J'étais venu autrefois à Valence d'Agen pour des vacances familiales et amicales et je ne me souvenais assez bien que du marché et de ses abricots. Je m'intéressais moins alors qu'aujourd'hui à la géographie et je comprends désormais que la plaine de l'autre côté de la Garonne est aussi un immense verger. Je me souviens très bien de l'irrégularité des pavés tout autour de la halle et cela suscite le souvenir immédiat, comme l'ouverture d'une porte d'un théâtre de mémoire. C'est la même expérience que vit le narrateur de La Recherche du temps perdu. J'ai donc trouvé curieux que l'abricot sur ce marché occupe toute ma mémoire. Mais, l'abricot n'était en effet qu'une porte. Pensant à l'abricot, je me suis rappelé son nom en arabe et rappelant à moi ce terme, je me suis alors souvenu que c'est en regardant un poste de télévision dans un magasin sur la place de ce marché que j'ai appris la fin de la guerre entre l'Irak et l'Iran. Je peux donc avec certitude affirmer que le samedi 20 août 1988, j'achetais des abricots à Valence d'Agen. J'avais 10303 jours et 10303 est un nombre premier. Je suis heureux de me rappeler la fin de cette guerre et d'avoir oublié la guerre, car, se rappeler la guerre, c'est se rappeler la mort. C'est se rappeler la défection de la vie. Il y a tellement de tendresse qui manque. Alors, nous constatons nos peurs et il faut beaucoup de courage pour affronter la peur. Est-ce que l'on se rappellera la mort ? Comme Proust, je pourrais donc aller chercher partout dans ma mémoire ce que je nommerais mes abricots, et qui me seraient ce que les madeleines lui ont été. Et nous garderions en commun l'irrégularité des pavés.

En revanche, je ne me rappelle pas être jamais allé à Verdun-sur-Garonne, qui a pourtant un marché où l'on vend certainement les mêmes abricots. Arrivé à destination, je me suis installé à la terrasse d'un café pour parcourir la presse. C'est bientôt la pause du mois d'août et le gouvernement multiplie les déclarations, encore et encore, comme pour souhaiter de bonnes vacances au peuple. Apparemment, d'ailleurs, le régime va vouloir faire un pas vers le peuple afin de tenter d'éviter que le grand aventurier ne se saisisse du pays. C'est Zola qui, du coup d'État de 1851, faisait dire à l'un de ses personnages bonapartistes, que « la France sera(it) toujours à qui osera(it) la prendre ». C'est vrai, plus que jamais et, le plus souvent, cela se termine mal.

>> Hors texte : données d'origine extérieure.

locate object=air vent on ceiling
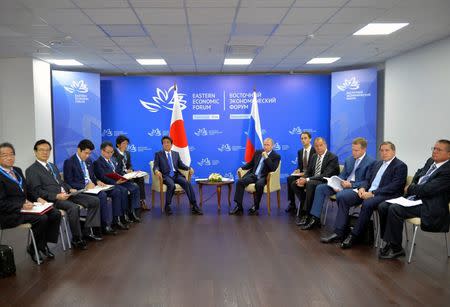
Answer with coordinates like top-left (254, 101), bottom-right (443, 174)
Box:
top-left (225, 44), bottom-right (261, 55)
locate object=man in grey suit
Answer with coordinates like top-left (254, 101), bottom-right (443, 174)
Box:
top-left (26, 139), bottom-right (102, 249)
top-left (153, 136), bottom-right (202, 216)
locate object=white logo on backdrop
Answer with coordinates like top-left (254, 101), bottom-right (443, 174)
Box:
top-left (64, 80), bottom-right (89, 94)
top-left (147, 129), bottom-right (162, 137)
top-left (127, 144), bottom-right (137, 152)
top-left (197, 158), bottom-right (211, 167)
top-left (289, 127), bottom-right (303, 135)
top-left (102, 129), bottom-right (113, 137)
top-left (139, 85), bottom-right (187, 113)
top-left (274, 143), bottom-right (282, 151)
top-left (194, 128), bottom-right (208, 136)
top-left (217, 144), bottom-right (231, 152)
top-left (224, 172), bottom-right (235, 180)
top-left (337, 77), bottom-right (360, 91)
top-left (291, 157), bottom-right (298, 165)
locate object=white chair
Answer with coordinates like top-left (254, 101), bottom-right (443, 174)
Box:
top-left (0, 223), bottom-right (41, 265)
top-left (149, 161), bottom-right (191, 212)
top-left (238, 162), bottom-right (281, 215)
top-left (404, 202), bottom-right (450, 263)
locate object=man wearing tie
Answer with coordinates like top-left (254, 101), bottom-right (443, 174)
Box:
top-left (322, 141), bottom-right (407, 249)
top-left (26, 140), bottom-right (102, 250)
top-left (94, 141), bottom-right (141, 223)
top-left (378, 139), bottom-right (450, 259)
top-left (285, 132), bottom-right (316, 214)
top-left (153, 136), bottom-right (202, 216)
top-left (293, 137), bottom-right (340, 226)
top-left (302, 137), bottom-right (375, 230)
top-left (229, 138), bottom-right (281, 216)
top-left (0, 142), bottom-right (61, 263)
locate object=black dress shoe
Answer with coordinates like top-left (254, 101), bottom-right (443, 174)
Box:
top-left (27, 245), bottom-right (44, 263)
top-left (71, 239), bottom-right (88, 250)
top-left (114, 221), bottom-right (129, 230)
top-left (285, 204), bottom-right (296, 213)
top-left (248, 206), bottom-right (259, 215)
top-left (379, 243), bottom-right (391, 257)
top-left (103, 225), bottom-right (117, 235)
top-left (229, 205), bottom-right (243, 215)
top-left (123, 214), bottom-right (133, 224)
top-left (84, 233), bottom-right (103, 241)
top-left (191, 205), bottom-right (203, 215)
top-left (39, 245), bottom-right (55, 259)
top-left (379, 247), bottom-right (406, 259)
top-left (320, 233), bottom-right (342, 244)
top-left (300, 217), bottom-right (320, 230)
top-left (165, 205), bottom-right (173, 215)
top-left (296, 215), bottom-right (309, 226)
top-left (131, 210), bottom-right (141, 222)
top-left (341, 234), bottom-right (356, 249)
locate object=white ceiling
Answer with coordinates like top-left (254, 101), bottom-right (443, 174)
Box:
top-left (0, 0), bottom-right (449, 74)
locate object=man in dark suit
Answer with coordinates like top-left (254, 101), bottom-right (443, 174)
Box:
top-left (321, 141), bottom-right (407, 249)
top-left (293, 137), bottom-right (340, 226)
top-left (301, 137), bottom-right (375, 230)
top-left (378, 139), bottom-right (450, 259)
top-left (0, 142), bottom-right (61, 263)
top-left (94, 141), bottom-right (141, 223)
top-left (229, 137), bottom-right (281, 216)
top-left (153, 136), bottom-right (202, 215)
top-left (63, 139), bottom-right (124, 235)
top-left (26, 140), bottom-right (102, 249)
top-left (114, 135), bottom-right (149, 211)
top-left (285, 131), bottom-right (316, 214)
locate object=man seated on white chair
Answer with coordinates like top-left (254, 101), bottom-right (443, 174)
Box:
top-left (378, 139), bottom-right (450, 259)
top-left (229, 138), bottom-right (281, 216)
top-left (153, 136), bottom-right (202, 216)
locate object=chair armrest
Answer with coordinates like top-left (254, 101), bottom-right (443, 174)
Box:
top-left (238, 168), bottom-right (249, 179)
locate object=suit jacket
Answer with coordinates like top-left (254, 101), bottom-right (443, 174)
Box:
top-left (407, 158), bottom-right (450, 232)
top-left (113, 149), bottom-right (132, 175)
top-left (296, 147), bottom-right (316, 172)
top-left (153, 150), bottom-right (189, 178)
top-left (25, 161), bottom-right (71, 202)
top-left (242, 150), bottom-right (281, 178)
top-left (361, 157), bottom-right (407, 198)
top-left (63, 154), bottom-right (98, 190)
top-left (304, 150), bottom-right (340, 181)
top-left (0, 167), bottom-right (31, 228)
top-left (93, 156), bottom-right (120, 185)
top-left (338, 154), bottom-right (375, 189)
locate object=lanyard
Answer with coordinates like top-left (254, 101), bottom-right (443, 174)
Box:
top-left (0, 167), bottom-right (24, 191)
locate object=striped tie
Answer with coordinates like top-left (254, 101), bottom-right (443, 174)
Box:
top-left (314, 156), bottom-right (322, 176)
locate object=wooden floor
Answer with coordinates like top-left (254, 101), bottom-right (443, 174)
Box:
top-left (1, 184), bottom-right (449, 306)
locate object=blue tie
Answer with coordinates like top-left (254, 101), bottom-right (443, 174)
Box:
top-left (369, 161), bottom-right (388, 192)
top-left (347, 158), bottom-right (361, 182)
top-left (46, 163), bottom-right (59, 183)
top-left (81, 161), bottom-right (89, 184)
top-left (167, 152), bottom-right (175, 177)
top-left (418, 163), bottom-right (437, 185)
top-left (108, 160), bottom-right (115, 172)
top-left (255, 156), bottom-right (265, 179)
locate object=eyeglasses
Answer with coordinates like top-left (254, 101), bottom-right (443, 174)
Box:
top-left (431, 147), bottom-right (445, 152)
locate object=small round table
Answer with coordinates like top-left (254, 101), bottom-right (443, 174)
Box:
top-left (196, 180), bottom-right (234, 210)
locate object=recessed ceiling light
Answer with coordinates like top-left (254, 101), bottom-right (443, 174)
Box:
top-left (136, 59), bottom-right (167, 65)
top-left (46, 59), bottom-right (83, 66)
top-left (306, 57), bottom-right (341, 64)
top-left (224, 58), bottom-right (253, 65)
top-left (353, 23), bottom-right (409, 35)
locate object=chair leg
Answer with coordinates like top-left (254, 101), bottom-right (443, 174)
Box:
top-left (404, 221), bottom-right (409, 242)
top-left (29, 228), bottom-right (41, 265)
top-left (373, 211), bottom-right (380, 248)
top-left (408, 224), bottom-right (419, 263)
top-left (151, 190), bottom-right (155, 209)
top-left (266, 193), bottom-right (271, 215)
top-left (160, 192), bottom-right (164, 213)
top-left (322, 201), bottom-right (330, 225)
top-left (63, 216), bottom-right (71, 249)
top-left (277, 191), bottom-right (280, 209)
top-left (445, 232), bottom-right (449, 258)
top-left (0, 229), bottom-right (3, 243)
top-left (176, 194), bottom-right (180, 206)
top-left (60, 225), bottom-right (66, 251)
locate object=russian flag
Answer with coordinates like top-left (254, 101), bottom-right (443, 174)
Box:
top-left (169, 84), bottom-right (191, 166)
top-left (244, 90), bottom-right (263, 163)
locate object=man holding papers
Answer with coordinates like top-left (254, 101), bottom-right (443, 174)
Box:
top-left (378, 140), bottom-right (450, 259)
top-left (285, 132), bottom-right (316, 214)
top-left (26, 140), bottom-right (102, 250)
top-left (114, 135), bottom-right (149, 211)
top-left (322, 141), bottom-right (407, 249)
top-left (94, 141), bottom-right (141, 223)
top-left (302, 138), bottom-right (374, 230)
top-left (153, 136), bottom-right (202, 215)
top-left (0, 142), bottom-right (61, 263)
top-left (292, 137), bottom-right (340, 225)
top-left (64, 139), bottom-right (123, 235)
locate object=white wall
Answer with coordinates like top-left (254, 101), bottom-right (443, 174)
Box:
top-left (384, 36), bottom-right (450, 174)
top-left (0, 58), bottom-right (52, 169)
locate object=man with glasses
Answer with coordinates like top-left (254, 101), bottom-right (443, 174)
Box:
top-left (378, 139), bottom-right (450, 259)
top-left (26, 139), bottom-right (102, 250)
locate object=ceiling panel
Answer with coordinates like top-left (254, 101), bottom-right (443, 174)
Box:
top-left (84, 8), bottom-right (140, 25)
top-left (136, 8), bottom-right (187, 25)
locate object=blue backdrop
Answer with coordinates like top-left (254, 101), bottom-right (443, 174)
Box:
top-left (330, 68), bottom-right (378, 161)
top-left (52, 70), bottom-right (101, 170)
top-left (100, 75), bottom-right (331, 182)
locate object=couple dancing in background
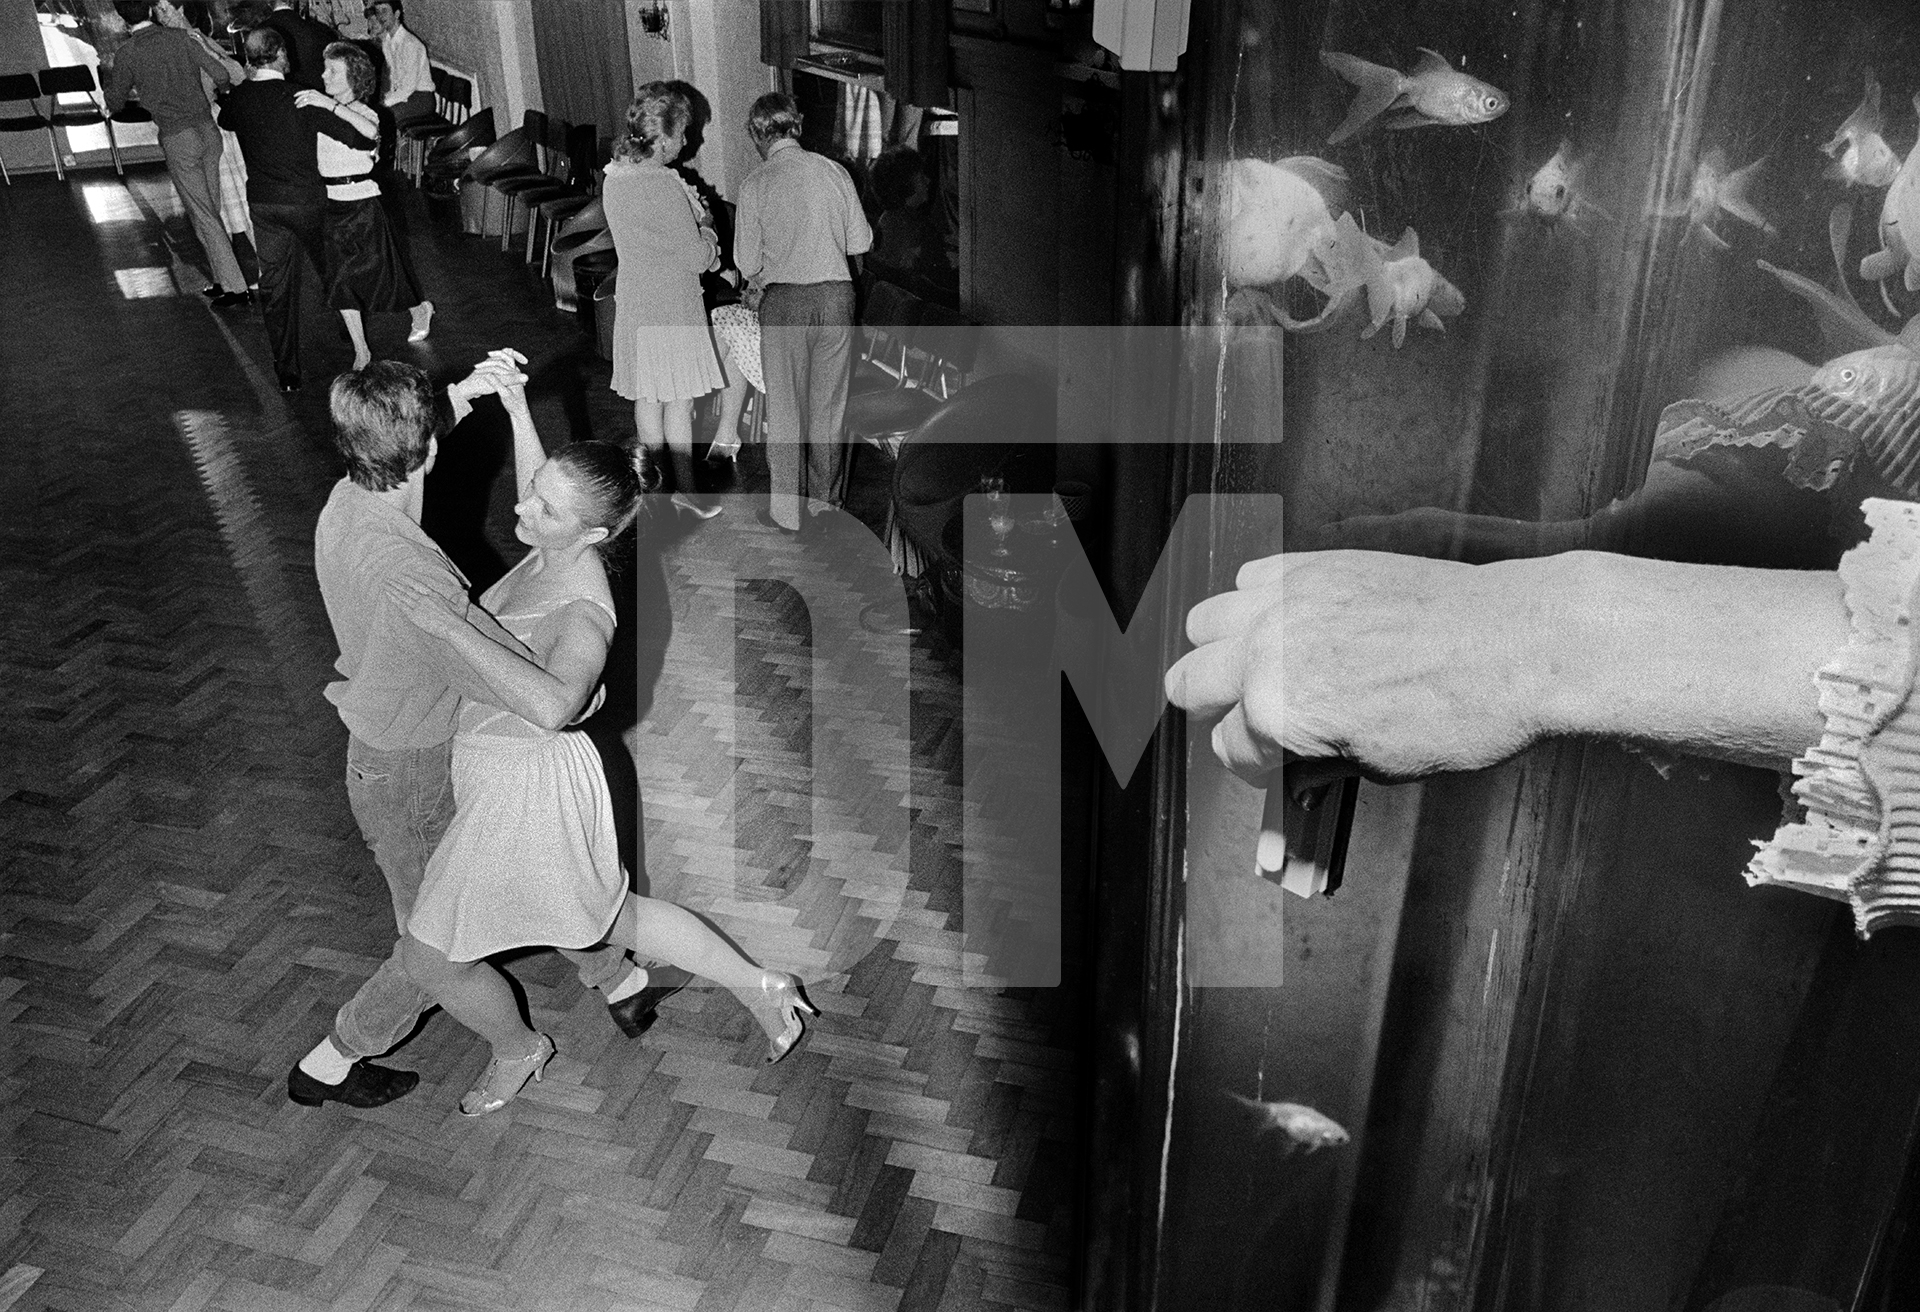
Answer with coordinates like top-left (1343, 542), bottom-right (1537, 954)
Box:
top-left (288, 352), bottom-right (814, 1115)
top-left (218, 25), bottom-right (430, 389)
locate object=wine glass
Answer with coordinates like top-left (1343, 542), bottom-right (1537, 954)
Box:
top-left (980, 475), bottom-right (1014, 558)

Je lève la tête du journal. On range les tables du café. Je regarde la place qui a cette apparence de perpétuité que peuvent avoir les places, ne différant de ce à quoi elles ressemblaient l'année précédente de par la publicité affichée sur les panneaux rétroéclairés. Je prends un à un les éléments qui constituent le moment et rentré dans ma chambre d'hôtel, j'utilise ces matériaux et je les laisse dire, et je les laisse faire, quitte à écrire des évidences et des platitudes.